It's no secret that home prices have been soaring to previously unthinkable heights amid the pandemic's third wave, as buyers continue to engage in bidding wars in record numbers in most major markets across the country.
In March, the buying frenzy cranked up the heat on home prices several more degrees, with accelerating price increases recorded in major markets, led by Montreal (up 22.4% year-over-year), Toronto (up 16.5%), and the Fraser Valley (up 16.0%).
Given the rising home prices, Canadians are now split between giving up on ever buying a home or putting away money to save for one, according to an RBC Spring Housing Poll.
Of the 2,000 Canadians surveyed, about 36% of non-homeowner participants under the age of 40 said they believe they will never own a home. What's interesting to note, the highest percentage of those surveyed who have “given up on the dream of homeownership” are located in regions currently with the hottest housing markets: 41% of respondents live in western Canada while 39% live in Ontario.
READ: Toronto Real Estate Market Now Hotter Than 2016 Housing Boom that Caused Government Intervention
At the same time, 62% of Canadians surveyed believe the majority of people will be priced out of the market in the next decade, with 71% of both Ontario and BC respondents and 65% of those polled from Alberta saying they “strongly” or “somewhat agree” with that statement.
The survey revealed that the pandemic has also proved to be an opportunity to increase one's overall savings, with 44% of all respondents saying they have saved more over the last year, while 60% said they are saving monthly, putting away $789 on average each month for a home.
"The road to homeownership isn’t always easy and the last year has created both challenges and opportunities for homebuyers,” said Amit Sahasrabudhe, Vice-President, Home Equity Financing, Products and Acquisitions, RBC.
“Potential homebuyers need to look at their personal financial situation as well as the current economic environment as both can have a big impact on the ability to purchase a home,” said Sahasrabudhe.
When it comes to purchasing intentions, despite 54% of Canadians polled saying it is a sellers’ market (up from 41% last year, the highest since 2009), there is a large increase in Canadians who are considering buying a home in the next two years (30%, up 8% from 2020).

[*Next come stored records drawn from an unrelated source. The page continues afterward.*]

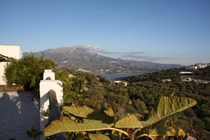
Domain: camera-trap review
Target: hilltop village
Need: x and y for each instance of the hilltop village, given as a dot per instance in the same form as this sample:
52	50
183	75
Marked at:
90	96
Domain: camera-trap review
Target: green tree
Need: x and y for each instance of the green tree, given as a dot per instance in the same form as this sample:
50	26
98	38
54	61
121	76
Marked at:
27	71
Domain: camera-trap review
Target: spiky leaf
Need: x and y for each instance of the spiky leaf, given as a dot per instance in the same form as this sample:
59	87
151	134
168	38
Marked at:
109	112
67	125
168	106
129	121
82	111
98	137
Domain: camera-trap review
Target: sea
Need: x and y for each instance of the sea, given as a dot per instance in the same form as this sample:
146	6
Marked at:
117	75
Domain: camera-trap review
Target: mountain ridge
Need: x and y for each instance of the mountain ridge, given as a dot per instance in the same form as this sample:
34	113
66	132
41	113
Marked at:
86	58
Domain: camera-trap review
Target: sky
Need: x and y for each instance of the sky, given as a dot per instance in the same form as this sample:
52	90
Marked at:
163	31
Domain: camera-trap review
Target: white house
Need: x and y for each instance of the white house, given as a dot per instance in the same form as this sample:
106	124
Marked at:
13	51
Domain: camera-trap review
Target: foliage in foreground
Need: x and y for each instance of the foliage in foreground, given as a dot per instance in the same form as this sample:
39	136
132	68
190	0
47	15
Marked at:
81	120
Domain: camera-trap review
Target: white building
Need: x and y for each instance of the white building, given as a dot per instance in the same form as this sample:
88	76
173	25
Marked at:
12	51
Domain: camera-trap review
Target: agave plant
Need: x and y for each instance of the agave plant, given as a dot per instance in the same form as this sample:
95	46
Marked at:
84	119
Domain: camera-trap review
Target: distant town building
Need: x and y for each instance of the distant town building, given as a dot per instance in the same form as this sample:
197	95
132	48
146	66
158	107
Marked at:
8	51
199	66
186	76
166	80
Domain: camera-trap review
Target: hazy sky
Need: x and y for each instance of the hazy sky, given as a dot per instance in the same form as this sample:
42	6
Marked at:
165	31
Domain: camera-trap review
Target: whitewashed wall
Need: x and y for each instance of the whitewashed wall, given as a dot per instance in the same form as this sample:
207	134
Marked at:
10	51
45	86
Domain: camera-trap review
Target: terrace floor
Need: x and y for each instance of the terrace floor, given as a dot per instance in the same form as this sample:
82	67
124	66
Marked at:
18	113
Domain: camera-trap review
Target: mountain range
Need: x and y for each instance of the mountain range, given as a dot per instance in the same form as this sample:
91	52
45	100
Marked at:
85	59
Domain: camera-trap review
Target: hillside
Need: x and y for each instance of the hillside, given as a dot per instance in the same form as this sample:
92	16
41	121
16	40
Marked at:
141	95
84	59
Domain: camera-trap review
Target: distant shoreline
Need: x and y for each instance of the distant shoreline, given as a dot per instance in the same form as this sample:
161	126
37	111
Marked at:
117	75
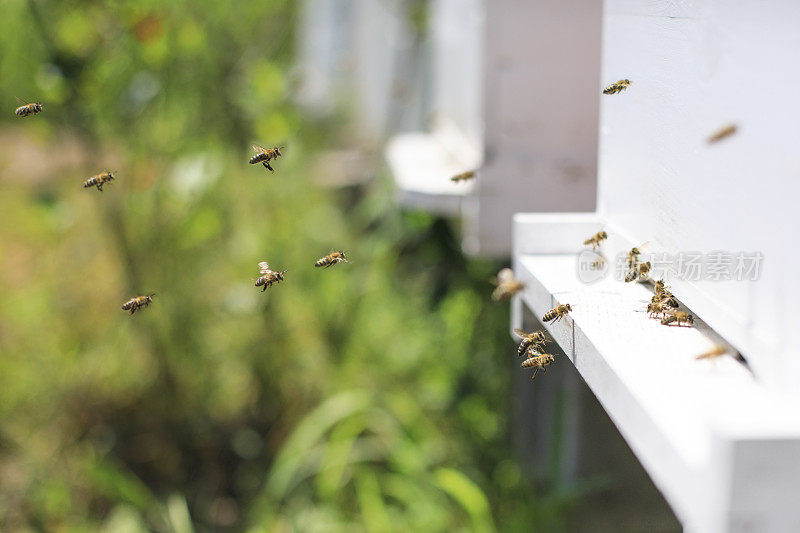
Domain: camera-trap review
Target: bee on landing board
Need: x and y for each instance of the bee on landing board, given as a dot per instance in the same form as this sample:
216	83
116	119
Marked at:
27	109
633	256
138	302
268	277
507	285
617	86
99	180
538	361
464	176
678	317
265	155
534	340
331	259
640	272
596	239
557	313
727	131
713	353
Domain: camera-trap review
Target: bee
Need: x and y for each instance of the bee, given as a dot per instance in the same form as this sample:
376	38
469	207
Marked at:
138	302
99	180
464	176
596	239
557	314
265	155
662	295
268	277
678	317
714	352
538	361
331	259
667	300
507	285
640	272
617	86
27	109
633	256
529	340
727	131
656	308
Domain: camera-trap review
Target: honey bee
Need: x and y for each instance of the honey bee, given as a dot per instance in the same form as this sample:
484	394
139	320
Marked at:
662	295
633	256
464	176
529	340
596	239
557	314
265	155
727	131
507	285
640	272
27	109
331	259
268	277
617	86
99	180
714	352
538	361
138	302
656	308
678	317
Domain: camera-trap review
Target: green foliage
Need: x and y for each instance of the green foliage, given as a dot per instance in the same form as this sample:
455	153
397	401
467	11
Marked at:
372	395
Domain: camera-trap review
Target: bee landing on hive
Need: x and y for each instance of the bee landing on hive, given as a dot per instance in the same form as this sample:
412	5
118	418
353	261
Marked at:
268	277
617	86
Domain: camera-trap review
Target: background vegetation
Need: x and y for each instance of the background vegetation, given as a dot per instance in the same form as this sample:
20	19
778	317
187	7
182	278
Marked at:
371	396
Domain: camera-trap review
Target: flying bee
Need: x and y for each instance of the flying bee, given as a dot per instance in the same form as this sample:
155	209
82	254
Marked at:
529	340
666	299
27	109
538	361
98	180
557	313
507	285
640	272
713	353
464	176
678	317
138	302
265	155
331	259
268	277
727	131
596	239
617	86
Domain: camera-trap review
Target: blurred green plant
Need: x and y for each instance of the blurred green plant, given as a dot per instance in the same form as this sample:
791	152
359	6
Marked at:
373	395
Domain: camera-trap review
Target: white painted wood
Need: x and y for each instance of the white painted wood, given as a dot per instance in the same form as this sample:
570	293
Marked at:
518	81
722	447
696	66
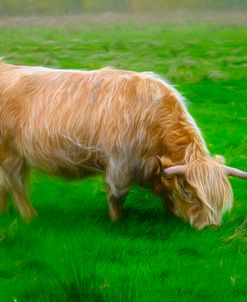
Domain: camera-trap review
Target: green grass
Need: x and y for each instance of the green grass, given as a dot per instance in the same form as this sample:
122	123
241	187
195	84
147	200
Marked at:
72	252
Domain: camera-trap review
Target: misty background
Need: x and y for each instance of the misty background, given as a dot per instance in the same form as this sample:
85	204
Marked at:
63	7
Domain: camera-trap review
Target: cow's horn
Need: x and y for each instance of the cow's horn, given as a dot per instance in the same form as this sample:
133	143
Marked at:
236	172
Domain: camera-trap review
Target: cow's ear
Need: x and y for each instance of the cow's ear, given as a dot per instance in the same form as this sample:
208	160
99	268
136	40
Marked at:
164	163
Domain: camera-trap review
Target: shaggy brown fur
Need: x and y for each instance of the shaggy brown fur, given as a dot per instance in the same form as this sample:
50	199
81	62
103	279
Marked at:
72	123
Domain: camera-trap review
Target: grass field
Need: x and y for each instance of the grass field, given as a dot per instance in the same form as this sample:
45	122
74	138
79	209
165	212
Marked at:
71	251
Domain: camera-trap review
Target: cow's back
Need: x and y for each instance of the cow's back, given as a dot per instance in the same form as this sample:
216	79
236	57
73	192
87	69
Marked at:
75	119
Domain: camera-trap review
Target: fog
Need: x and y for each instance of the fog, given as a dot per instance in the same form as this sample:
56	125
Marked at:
64	7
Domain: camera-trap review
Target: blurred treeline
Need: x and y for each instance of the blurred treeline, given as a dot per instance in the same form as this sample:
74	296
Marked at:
54	7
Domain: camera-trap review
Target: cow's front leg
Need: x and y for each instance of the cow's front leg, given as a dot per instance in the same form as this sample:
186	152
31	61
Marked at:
118	179
114	207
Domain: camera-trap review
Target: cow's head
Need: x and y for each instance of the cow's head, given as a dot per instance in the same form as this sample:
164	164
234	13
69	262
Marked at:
198	191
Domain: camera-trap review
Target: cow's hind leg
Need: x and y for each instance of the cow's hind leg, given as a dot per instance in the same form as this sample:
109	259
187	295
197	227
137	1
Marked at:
3	201
118	180
13	174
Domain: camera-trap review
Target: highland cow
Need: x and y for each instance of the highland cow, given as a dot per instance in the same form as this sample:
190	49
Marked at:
132	126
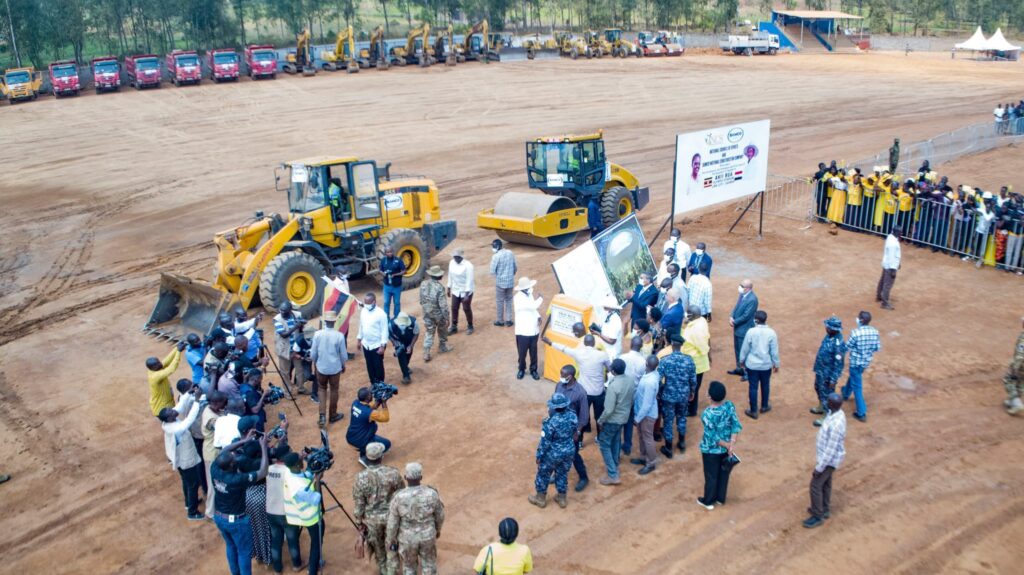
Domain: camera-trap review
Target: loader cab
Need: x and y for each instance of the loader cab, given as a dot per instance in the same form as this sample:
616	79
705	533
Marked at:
570	167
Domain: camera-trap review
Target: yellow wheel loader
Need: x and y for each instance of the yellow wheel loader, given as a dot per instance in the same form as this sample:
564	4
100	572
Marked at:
343	214
343	56
302	58
576	177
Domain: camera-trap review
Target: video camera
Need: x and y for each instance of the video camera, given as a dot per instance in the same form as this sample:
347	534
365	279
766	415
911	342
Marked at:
383	392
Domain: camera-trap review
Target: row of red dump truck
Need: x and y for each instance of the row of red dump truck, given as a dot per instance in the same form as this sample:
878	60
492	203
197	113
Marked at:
183	67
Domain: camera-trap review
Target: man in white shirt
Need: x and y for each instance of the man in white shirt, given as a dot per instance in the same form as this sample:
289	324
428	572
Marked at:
373	337
527	325
890	263
180	448
610	326
460	288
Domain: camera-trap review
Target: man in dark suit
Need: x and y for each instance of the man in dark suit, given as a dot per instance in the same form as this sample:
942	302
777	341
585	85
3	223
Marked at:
698	256
741	320
642	296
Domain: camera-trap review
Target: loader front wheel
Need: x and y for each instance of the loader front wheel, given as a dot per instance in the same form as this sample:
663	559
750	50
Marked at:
412	250
295	276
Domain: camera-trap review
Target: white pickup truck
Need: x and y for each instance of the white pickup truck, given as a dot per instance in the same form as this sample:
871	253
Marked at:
757	43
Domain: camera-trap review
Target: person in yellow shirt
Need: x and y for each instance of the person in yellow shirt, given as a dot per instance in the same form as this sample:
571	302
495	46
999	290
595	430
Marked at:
160	385
507	557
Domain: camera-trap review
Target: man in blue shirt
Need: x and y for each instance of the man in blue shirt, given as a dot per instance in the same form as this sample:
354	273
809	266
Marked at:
392	269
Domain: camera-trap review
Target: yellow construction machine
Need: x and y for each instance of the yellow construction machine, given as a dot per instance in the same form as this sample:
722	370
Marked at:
343	214
302	58
416	50
343	54
22	84
574	175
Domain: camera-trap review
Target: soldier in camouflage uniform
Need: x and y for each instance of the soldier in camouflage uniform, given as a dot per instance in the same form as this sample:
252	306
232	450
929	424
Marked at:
555	452
1014	380
372	492
435	311
414	524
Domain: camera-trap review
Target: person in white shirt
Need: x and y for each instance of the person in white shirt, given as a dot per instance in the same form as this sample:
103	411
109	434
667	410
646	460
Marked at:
527	325
373	337
610	327
180	448
890	263
460	288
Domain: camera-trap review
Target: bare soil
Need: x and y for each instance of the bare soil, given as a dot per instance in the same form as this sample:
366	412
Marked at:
100	193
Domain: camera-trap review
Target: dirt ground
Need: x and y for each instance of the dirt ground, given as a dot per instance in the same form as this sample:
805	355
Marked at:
100	193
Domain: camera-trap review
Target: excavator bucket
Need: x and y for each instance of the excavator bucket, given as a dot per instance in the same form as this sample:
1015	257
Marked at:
186	306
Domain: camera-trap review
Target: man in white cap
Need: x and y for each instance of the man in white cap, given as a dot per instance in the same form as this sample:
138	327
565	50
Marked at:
527	325
460	288
610	326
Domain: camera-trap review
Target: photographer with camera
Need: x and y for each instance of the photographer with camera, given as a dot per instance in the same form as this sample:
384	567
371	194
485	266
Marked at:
403	333
368	410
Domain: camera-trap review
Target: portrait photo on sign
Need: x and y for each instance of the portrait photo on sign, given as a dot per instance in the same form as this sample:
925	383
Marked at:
624	254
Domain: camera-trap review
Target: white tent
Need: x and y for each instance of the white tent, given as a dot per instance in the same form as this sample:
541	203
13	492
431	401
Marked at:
976	42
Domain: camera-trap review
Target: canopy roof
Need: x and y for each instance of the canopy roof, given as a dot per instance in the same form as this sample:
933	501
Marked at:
817	14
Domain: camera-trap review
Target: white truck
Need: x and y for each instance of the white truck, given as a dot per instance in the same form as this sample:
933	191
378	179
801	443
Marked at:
757	43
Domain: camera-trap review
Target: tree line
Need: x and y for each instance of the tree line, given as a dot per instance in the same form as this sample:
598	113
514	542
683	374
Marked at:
40	31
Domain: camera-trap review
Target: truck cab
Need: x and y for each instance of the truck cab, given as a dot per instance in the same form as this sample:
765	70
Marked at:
22	84
107	74
262	61
143	71
184	68
64	78
223	64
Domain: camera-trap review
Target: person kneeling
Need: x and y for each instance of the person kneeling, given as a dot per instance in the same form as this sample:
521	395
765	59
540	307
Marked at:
367	412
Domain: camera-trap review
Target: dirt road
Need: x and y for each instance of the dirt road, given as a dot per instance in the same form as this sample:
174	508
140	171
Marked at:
102	192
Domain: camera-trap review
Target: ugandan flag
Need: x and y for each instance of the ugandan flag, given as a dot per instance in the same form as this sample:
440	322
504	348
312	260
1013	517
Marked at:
340	302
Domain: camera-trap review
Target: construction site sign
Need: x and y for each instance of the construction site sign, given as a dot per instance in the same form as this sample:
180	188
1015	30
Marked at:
720	165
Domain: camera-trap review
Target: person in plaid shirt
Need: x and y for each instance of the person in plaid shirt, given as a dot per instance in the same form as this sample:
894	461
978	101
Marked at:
863	344
828	364
830	452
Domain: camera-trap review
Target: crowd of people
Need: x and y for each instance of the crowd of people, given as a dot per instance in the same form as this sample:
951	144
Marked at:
982	226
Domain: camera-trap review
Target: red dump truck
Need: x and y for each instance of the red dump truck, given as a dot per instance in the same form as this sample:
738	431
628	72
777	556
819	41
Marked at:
64	79
142	71
223	64
184	68
105	74
262	61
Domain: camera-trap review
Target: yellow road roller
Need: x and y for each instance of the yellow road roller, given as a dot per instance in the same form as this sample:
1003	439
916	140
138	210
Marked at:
576	176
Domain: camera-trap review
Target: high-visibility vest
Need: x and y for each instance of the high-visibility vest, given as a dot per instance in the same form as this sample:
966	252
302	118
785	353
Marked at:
296	512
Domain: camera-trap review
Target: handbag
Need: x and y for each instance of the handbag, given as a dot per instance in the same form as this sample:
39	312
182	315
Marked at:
491	558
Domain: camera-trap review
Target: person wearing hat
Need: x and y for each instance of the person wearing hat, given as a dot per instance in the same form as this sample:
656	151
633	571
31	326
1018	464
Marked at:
828	364
555	451
461	285
506	557
890	265
328	355
435	311
372	493
721	426
403	332
414	523
830	449
527	325
504	268
610	328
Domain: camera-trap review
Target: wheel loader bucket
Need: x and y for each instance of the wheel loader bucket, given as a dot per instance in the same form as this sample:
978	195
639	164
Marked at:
186	306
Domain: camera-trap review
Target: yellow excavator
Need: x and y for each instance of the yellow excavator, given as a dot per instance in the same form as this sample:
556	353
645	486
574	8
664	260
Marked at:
343	213
302	58
574	176
376	54
342	55
416	50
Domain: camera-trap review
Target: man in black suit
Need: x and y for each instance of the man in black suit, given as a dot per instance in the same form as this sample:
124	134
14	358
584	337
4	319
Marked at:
741	320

What's more, this rises to 49% for those respondents under 40 years of age and 66% for new Canadians who have been in the country less than five years.
Of course, there are many factors that are influencing whether Canadians can buy now or later, with 41% of Canadians surveyed saying they are thinking about buying a home sooner because of low-interest rates and 61% saying they believe home values will only go up in the immediate future.
Four-in-five Canadians also continue to see housing as a good investment (83%) and the majority say it is better to buy than rent (56%). The key drivers among those waiting to buy a home include uncertainty about the economy (56%, up from 40%), a belief that prices may come down (41%), affordability issues (35%), and job anxiety (30%).
“Historically low mortgage rates and continued economic uncertainty have created a lot of unknowns for home buyers,” says Sahasrabudhe, but that being said, “building up a down payment can often be the biggest barrier to buying a home, especially as prices continue to climb in the pandemic environment.”
This comes as the Canadian Real Estate Association (CREA) said the average price of a home in Canada was reported to be $678,091 in Februry. Though, despite this, 48% of the poll’s respondents who plan to buy in the next two years said that their budget is less than $500,000. What's more, nine-in-10 of those who plan to buy in that time period have an average of $42,000 saved for their purchase.
“While everyone’s financial situation is different, many Canadians have been taking advantage of reduced spending over the year to build up their savings and get closer to making their dream of owning a home a reality,” added Sahasrabudhe.